Thank you for sharing this memory with us and seeking clarity about it. The confusion and concern you are feeling are completely understandable, and it shows your care for others that you're reflecting on this experience thoughtfully.

Your therapist's assessment aligns with what many professionals would consider about this situation. What you're describing appears to be a brief moment of childhood curiosity rather than COCSA or criminal behavior. Several factors support this. For example, the contact was very brief, you immediately stopped when the other child expressed his boundary, there seemed to be no force or manipulation involved, and you never repeated the behavior.
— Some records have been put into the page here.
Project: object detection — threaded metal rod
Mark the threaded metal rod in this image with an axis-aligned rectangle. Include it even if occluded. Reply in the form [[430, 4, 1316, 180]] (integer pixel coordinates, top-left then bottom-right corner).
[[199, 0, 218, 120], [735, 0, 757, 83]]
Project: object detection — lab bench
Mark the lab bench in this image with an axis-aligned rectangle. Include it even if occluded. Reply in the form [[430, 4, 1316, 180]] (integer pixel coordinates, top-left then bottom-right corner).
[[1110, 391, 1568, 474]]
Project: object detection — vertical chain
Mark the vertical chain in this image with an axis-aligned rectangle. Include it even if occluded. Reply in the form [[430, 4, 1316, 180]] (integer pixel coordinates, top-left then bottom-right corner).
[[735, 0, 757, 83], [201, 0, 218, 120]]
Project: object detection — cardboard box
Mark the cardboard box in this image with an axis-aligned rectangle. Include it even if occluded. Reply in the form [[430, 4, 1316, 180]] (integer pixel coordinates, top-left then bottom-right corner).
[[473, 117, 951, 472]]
Childhood sexual curiosity is developmentally normal, even when there are age differences involved. Children often explore through touch and observation as they try to understand bodies and differences. The key distinguishing factors that separate normal exploration from concerning behavior include the presence of coercion, repeated boundary violations after being told to stop, or behaviors that cause distress or harm.

Your immediate response to his boundary-setting shows that your childhood curiosity was not driven by harmful intent. You respected his "no" instantly and completely. This is actually a positive indicator that you were engaging in typical childhood exploration rather than problematic behavior.

The exposure to pornography at a young age likely did increase your sexual curiosity, as it does for many children. However, this doesn't mean your actions were predatory or criminal. You were still a child processing confusing information you weren't developmentally ready for.

Many adults carry shame about childhood moments that seem inappropriate through an adult lens, even when those moments were within the range of normal childhood development. The fact that this memory troubles you demonstrates your moral awareness and empathy, not evidence that you did something seriously wrong. Thank you for reaching out to us. We hope this helped ease your mind.